Publish or Perish

For physicians, what is the purpose of publishing journal articles? When totally new ideas are involved, the peer review process is clearly important for communicating and validating scientific understandings and breakthroughs. For physicians, however, publishing often provides a very important additional function. Specifically, the process of publishing a peer-reviewed article involving patient outcomes enables a physician to examine, reflect upon and learn from a specific clinical experience. The rigid discipline involved in honestly subjecting one’s own patient outcomes to peer review provides a unique environment for improving one’s clinical practice.

At the same time, the integrity manifested by going through this process communicates to colleagues one’s clinical interest and skills in a specific subject area, and in doing so, invites new patient referrals. This notion being true, it must then be acknowledged that publishing is often a form of marketing one’s clinical skills to the broader world.

To some scientific purists, the idea of peer-reviewed publishing being an extension of marketing is crass and unseemly. Nevertheless, most physician specialists who require large referral bases know the value of publishing outcome studies in support of their practices. Moreover, I would argue that rather than being crass and unseemly, honestly communicating one’s patient outcomes is more successful and manifests more integrity than any other means of marketing a clinical practice. Is this process not a lot better than anecdote or vague notions of reputation fostered through friendship, or for that matter a highway billboard?

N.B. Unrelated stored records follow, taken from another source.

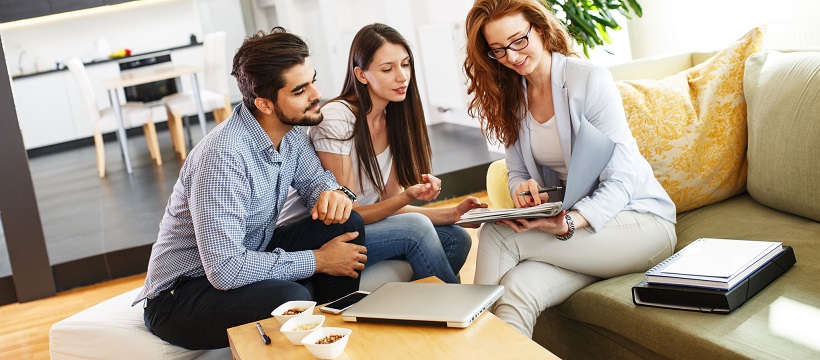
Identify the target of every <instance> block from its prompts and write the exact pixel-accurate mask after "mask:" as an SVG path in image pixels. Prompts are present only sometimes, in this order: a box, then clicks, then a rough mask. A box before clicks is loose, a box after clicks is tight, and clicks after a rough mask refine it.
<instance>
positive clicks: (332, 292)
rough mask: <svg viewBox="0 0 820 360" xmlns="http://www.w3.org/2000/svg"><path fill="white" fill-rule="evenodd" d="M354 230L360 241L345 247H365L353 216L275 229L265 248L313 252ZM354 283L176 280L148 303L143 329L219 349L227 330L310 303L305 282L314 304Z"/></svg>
mask: <svg viewBox="0 0 820 360" xmlns="http://www.w3.org/2000/svg"><path fill="white" fill-rule="evenodd" d="M353 231H358V232H359V237H358V238H356V239H354V240H352V241H350V243H355V244H358V245H364V223H363V222H362V218H361V216H359V214H358V213H356V212H351V214H350V219H349V220H348V221H347V222H345V223H344V224H332V225H325V224H324V223H322V222H321V221H314V220H312V219H311V218H310V217H308V218H306V219H303V220H301V221H298V222H296V223H293V224H290V225H286V226H282V227H280V228H278V229H276V231H274V235H273V237H272V238H271V242H270V245H268V249H266V250H267V251H271V250H273V249H274V248H277V247H278V248H282V249H284V250H285V251H298V250H314V249H318V248H320V247H321V246H322V245H323V244H325V243H326V242H328V241H330V240H331V239H333V238H334V237H336V236H339V235H341V234H343V233H347V232H353ZM359 279H360V278H355V279H354V278H351V277H342V276H330V275H327V274H315V275H313V276H312V277H310V278H308V279H305V280H302V281H299V282H292V281H286V280H273V279H271V280H263V281H259V282H256V283H253V284H248V285H245V286H243V287H240V288H237V289H232V290H228V291H223V290H217V289H215V288H214V287H213V286H212V285H211V283H210V282H209V281H208V279H207V278H205V277H197V278H192V277H180V278H178V279H177V281H176V282H175V283H174V286H172V287H171V288H170V289H167V290H165V291H163V292H161V293H160V294H159V295H157V296H156V297H155V298H153V299H150V300H148V303H147V306H146V308H145V312H144V318H145V326H146V327H148V329H149V330H151V332H152V333H154V334H155V335H157V336H158V337H159V338H161V339H163V340H165V341H167V342H169V343H171V344H174V345H178V346H181V347H184V348H187V349H216V348H223V347H227V346H228V332H227V330H228V328H231V327H234V326H238V325H242V324H246V323H249V322H253V321H257V320H261V319H266V318H269V317H270V316H271V311H273V309H275V308H276V307H277V306H279V305H281V304H283V303H285V302H286V301H291V300H311V295H310V292H308V290H307V288H306V287H305V286H304V285H305V284H307V283H310V285H311V286H312V288H313V289H314V292H315V296H314V298H315V301H316V302H318V303H320V304H321V303H325V302H329V301H331V300H334V299H337V298H340V297H342V296H344V295H347V294H349V293H351V292H353V291H356V290H358V289H359Z"/></svg>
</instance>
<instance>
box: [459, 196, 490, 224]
mask: <svg viewBox="0 0 820 360" xmlns="http://www.w3.org/2000/svg"><path fill="white" fill-rule="evenodd" d="M486 207H487V204H486V203H483V202H481V200H478V198H477V197H474V196H468V197H467V198H466V199H464V200H463V201H461V203H459V204H458V205H456V206H455V207H454V208H453V222H454V223H455V222H456V221H459V220H461V215H464V213H466V212H468V211H470V210H472V209H476V208H486ZM480 225H481V224H469V225H461V226H463V227H468V228H477V227H479V226H480Z"/></svg>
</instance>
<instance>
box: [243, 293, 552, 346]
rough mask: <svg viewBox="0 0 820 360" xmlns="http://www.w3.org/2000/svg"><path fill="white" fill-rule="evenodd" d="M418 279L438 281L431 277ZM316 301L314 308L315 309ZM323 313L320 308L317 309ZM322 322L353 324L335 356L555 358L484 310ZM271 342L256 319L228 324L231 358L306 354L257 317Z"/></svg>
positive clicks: (320, 312) (264, 321)
mask: <svg viewBox="0 0 820 360" xmlns="http://www.w3.org/2000/svg"><path fill="white" fill-rule="evenodd" d="M419 281H424V282H437V281H438V282H440V280H438V279H436V278H432V279H431V278H428V279H422V280H419ZM320 307H321V306H319V305H317V306H316V308H315V310H314V313H316V314H320V313H321V312H320V311H319V308H320ZM321 314H324V313H321ZM324 315H325V316H326V318H325V323H324V325H323V326H325V327H329V326H332V327H344V328H348V329H351V330H353V333H351V334H350V340H349V341H348V343H347V347H346V348H345V352H344V353H342V355H340V356H339V357H338V358H337V359H341V360H344V359H470V358H481V359H504V358H516V359H557V358H558V357H556V356H555V355H553V354H552V353H550V352H549V351H547V350H546V349H544V348H543V347H541V346H540V345H538V344H536V343H535V342H534V341H532V340H531V339H529V338H527V337H526V336H524V335H521V333H519V332H518V331H516V330H515V329H513V328H512V327H510V326H509V325H507V324H506V323H505V322H503V321H501V319H499V318H498V317H496V316H495V315H493V314H491V313H490V312H489V311H487V312H485V313H484V314H482V315H481V316H479V317H478V319H476V320H475V322H473V323H472V324H471V325H470V326H468V327H467V328H464V329H456V328H439V327H431V326H414V325H391V324H374V323H355V322H347V321H343V320H342V316H341V315H331V314H324ZM259 323H260V324H262V328H263V329H264V330H265V333H267V334H268V336H270V338H271V344H270V345H265V343H264V342H263V341H262V337H261V336H260V335H259V332H258V331H257V330H256V322H252V323H249V324H245V325H240V326H236V327H232V328H230V329H228V340H229V341H230V344H231V353H232V354H233V358H234V359H245V360H248V359H273V358H276V359H311V358H313V356H312V355H311V354H310V352H309V351H308V350H307V349H306V348H305V347H304V346H297V345H293V344H291V343H290V341H289V340H288V339H287V338H286V337H285V335H284V334H282V333H281V332H280V331H279V327H280V326H281V325H280V324H279V322H278V321H276V319H275V318H273V317H271V318H268V319H265V320H261V321H259Z"/></svg>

One of the beauties of marketing one’s skills through the publication process is that once published, patients themselves, who clearly have the most at stake in finding good medical care, can ideally access critical information. For this later point to be true, however, an article in question must be available to interested patients, which is rarely the case with traditional journal articles that are locked up behind very expensive subscriptions and paywalls. No matter, the movement towards open access journals is finally breaking down such barriers. As a result, it’s reasonable to expect many more physicians to take advantage of—and focus their marketing efforts on—publishing within the peer-reviewed literature. To my way of thinking, this is real progress!